The man watched as I stroked the blade through the soft, giving manufactured lamb meat that we sold to our inevitably inebriated customers at a large mark-up (and more often than not, with a special bacterial addition!) and muttered: “I see you have a good, smooth stroke my boy. Come here and I will tell you of jihad.”
Just I was about to leave to hear these fantastic tales, my father returned from the betting shop where he had gone to lay a small wager upon the outcome of that night’s episode of Robot Wars. My father was thoroughly assimilated and had embraced the deviant ways of the infidel wholeheartedly. To watch him hooting and jabbering with excitement like a primitive ape as his favoured contraption won the day on the satanic Robot Wars program drove a skewer through the very centre of my young heart.
“Oi you, beardy! Clear out and don’t fuckin’ come back. We don’t want your type round here poisoning the kiddies minds with your bullshit about ‘jihad’ and ‘holy wars’ and the mujahid donkey of Baluchistan that can shoot rockets out of its arse and all that flim flam. Take your fuckin’ robes and piss off back to Tattooine where you belong,” shouted my father, brandishing a bottle of cheap cider he was evidently planning to consume in order to maximise the excitement of Robot Wars.
Gathering himself up with the dignity that I have come to associate with my brothers in jihad, the older man rose to his full height before issuing his riposte:
“YEAH? YEAH? Anytime you cunt! Name your fuckin’ time and place! I’ll fuckin’ have you! Peace. Allahu Akbar!”
A brief and unsatisfactory scuffle ensued before my father forced the bearded man from his property. He complained about a lingering “stench of camel shit” in the shop for the remainder of that afternoon, and during the evening rush loudly spoke about “them gypo cunts who was in here before stinking up the joint” in order to allay any suspicions our customers may have had.
Later that night, someone came and placed human faeces in a paper bag on our doorstep, lit the paper bag, rang our doorbell and ran away. As my father was stupefied by drink after his winnings on Robot Wars, I answered the door. Seeing the blazing package, I knew it was a trap.
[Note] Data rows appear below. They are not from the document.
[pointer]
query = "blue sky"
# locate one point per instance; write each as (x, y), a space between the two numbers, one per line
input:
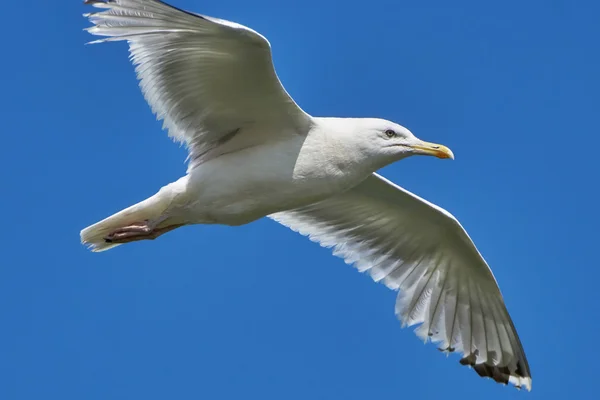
(259, 311)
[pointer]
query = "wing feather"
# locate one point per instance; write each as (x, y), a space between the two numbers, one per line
(444, 284)
(204, 77)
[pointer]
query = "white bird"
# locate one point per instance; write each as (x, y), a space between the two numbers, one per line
(254, 153)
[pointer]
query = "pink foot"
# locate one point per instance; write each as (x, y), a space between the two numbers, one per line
(137, 231)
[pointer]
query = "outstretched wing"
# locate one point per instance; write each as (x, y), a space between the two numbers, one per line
(210, 80)
(420, 249)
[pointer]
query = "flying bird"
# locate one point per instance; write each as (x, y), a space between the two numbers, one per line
(253, 152)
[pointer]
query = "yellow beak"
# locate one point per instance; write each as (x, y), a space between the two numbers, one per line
(433, 149)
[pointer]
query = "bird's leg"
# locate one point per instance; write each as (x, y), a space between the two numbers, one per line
(138, 231)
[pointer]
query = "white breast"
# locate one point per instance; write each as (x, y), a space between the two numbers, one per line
(240, 187)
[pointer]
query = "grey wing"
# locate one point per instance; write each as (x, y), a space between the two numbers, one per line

Instead of stamping on the package and covering my foot in faeces while also sustaining minor burns, I merely pushed it aside with the broom into the gutter, and doused the small blaze with the garden hose. As I finished, I heard a rustle in the darkness, as a tall, robed figure moved away from a corner and down the street at speed.
The next day, as I was on my way to school, Simple Iqbal, who had been cursed by Allah for his father’s wickedness (although my own father said that it wasn’t wicked to buy a house directly underneath high voltage power lines, just plain fuckin’ stupid) came up to me bearing a note. Patting him on the head, and sending him on his way, I opened the note and read it –
“Thou did see through my trap well, young Jedi, er, er, I mean jihadi. You have the makings of a great warrior for Islam! Even now, a great battle rages in the land of Afghanistan, where the godless Russian crusaders seek to impose their ways of irrigation, universal health care and education for women on the good sons of that Islamic land. We must not let this stand. If you would fight for your God, give unto Simple Iqbal your agreement, and I shall take care of the rest. Signed: Abu El-Traain.”
Retrieving Simple Iqbal from the hedge into which he had wandered after I took the note from him, I told him to go back unto whomever had sent him on this life-changing errand, and tell them I desired the path of the holy warrior.